Collaboration spéciale Steve Jolicoeur

L'appel d'urgence fait à 6h57 mentionnait que des flammes semblaient avoir pris naissance dans un espace restreint entre deux bâtiments donnant sur l'avenue Morency. À leur arrivée, des pompiers ont fait le sauvetage d'au moins trois personnes. Parmi elles, une des deux victimes, Michel Gagnon, 58 ans.

Les ambulanciers ont reçu un premier appel à 7h08. Une fois sur place, ils ont tenté de secourir cette première victime identifiée, qui était alors en arrêt cardiorespiratoire. Ils ont appliqué les techniques de réanimation, en vain.

Caroline Brasseur, superviseure pour la Coopérative des techniciens ambulanciers du Québec (CTAQ), précise que trois autres personnes ont été conduites à l'hôpital. L'une pour soigner des problèmes respiratoires et des brûlures, et les deux autres en raison d'un choc nerveux.

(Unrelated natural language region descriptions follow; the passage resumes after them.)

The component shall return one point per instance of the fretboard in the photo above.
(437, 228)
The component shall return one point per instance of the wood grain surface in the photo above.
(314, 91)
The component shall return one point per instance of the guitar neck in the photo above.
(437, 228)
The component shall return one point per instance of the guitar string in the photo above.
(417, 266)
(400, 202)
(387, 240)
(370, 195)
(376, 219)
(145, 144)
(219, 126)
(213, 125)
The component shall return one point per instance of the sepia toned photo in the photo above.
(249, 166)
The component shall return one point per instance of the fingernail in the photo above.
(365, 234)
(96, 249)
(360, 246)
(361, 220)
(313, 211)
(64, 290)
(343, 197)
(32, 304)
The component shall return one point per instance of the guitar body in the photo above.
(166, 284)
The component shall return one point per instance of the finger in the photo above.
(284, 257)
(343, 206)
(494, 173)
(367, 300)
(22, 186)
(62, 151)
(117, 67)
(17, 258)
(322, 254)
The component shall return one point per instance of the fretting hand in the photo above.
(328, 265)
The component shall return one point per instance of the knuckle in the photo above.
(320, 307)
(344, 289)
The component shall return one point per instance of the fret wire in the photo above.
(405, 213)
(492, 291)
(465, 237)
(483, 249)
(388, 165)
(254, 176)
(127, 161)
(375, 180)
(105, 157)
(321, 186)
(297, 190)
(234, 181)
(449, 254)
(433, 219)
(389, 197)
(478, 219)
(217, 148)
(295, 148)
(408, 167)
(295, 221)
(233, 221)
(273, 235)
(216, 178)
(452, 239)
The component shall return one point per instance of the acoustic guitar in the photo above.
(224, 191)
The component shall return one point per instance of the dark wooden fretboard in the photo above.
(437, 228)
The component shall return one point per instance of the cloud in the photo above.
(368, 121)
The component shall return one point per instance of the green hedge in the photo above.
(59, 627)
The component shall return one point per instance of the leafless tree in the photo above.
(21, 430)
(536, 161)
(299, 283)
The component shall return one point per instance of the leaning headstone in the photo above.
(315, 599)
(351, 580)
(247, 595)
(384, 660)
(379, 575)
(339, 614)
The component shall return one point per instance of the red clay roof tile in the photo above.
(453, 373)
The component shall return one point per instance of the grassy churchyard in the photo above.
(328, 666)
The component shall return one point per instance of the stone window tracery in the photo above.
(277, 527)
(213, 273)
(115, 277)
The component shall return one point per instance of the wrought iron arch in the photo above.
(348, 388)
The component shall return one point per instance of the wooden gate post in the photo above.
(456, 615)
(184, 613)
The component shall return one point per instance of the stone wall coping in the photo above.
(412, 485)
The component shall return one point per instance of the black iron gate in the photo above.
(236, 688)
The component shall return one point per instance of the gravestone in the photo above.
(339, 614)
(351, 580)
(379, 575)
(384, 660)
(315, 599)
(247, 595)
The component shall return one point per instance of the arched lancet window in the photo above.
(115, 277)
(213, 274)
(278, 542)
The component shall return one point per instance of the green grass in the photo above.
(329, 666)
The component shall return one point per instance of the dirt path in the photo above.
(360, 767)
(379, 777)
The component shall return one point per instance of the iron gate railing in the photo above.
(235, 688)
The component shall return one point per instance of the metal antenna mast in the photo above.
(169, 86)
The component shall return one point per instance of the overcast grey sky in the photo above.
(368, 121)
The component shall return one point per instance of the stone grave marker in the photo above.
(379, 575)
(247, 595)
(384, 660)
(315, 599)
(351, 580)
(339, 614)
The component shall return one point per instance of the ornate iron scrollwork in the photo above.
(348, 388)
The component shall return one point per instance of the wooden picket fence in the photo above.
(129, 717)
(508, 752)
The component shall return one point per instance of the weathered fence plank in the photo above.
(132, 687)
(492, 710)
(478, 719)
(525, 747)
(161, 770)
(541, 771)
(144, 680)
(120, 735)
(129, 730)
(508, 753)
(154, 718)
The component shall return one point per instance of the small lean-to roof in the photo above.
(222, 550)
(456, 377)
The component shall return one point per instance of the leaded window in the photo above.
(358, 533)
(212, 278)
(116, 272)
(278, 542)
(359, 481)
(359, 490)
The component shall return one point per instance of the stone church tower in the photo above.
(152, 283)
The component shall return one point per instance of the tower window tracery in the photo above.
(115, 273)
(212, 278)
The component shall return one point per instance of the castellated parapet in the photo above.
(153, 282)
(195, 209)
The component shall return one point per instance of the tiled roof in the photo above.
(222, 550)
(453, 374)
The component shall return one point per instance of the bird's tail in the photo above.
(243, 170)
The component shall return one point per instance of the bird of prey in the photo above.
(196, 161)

Pendant que la soixantaine de pompiers s'affairaient à combattre le brasier, il manquait toujours une personne à l'appel. Elle a été retrouvée un peu plus tard, gisant à l'intérieur. Son corps a été transporté en milieu d'après-midi. Il s'agit de la femme de M. Gagnon, Andrée Côté, 61 ans.

Trois immeubles

Le couple habitait le 205, 106e Rue. C'est l'un des deux loyers du rez-de-chaussée de la maison de deux étages située à l'intersection de l'avenue Morency. Les locataires des deux autres immeubles voisins de trois étages, aussi touchés par le brasier, s'en sont sortis indemnes.

Au total, 10 logements ont été touchés par les flammes, qui se sont propagées à une vitesse folle. «Ce sont des bâtiments assez vieux avec des ossatures en bois. Ça brûle très vite», relate Serge Couillard, porte-parole des pompiers. Les dommages sont très importants. Une personne du service des incendies, bien au fait de ce genre de sinistre, soutient que les trois immeubles sont une perte totale.

Le feu a été maîtrisé peu avant 9h. En après-midi, des pompiers étaient toujours sur place pour s'assurer que le brasier ne reprenne pas vie. Des enquêteurs du commissariat aux incendies ont passé toute la journée sur les lieux et devaient rester une partie de la soirée pour tenter de déterminer l'origine de ce feu meurtrier. Ils pourraient s'y rendre encore mercredi.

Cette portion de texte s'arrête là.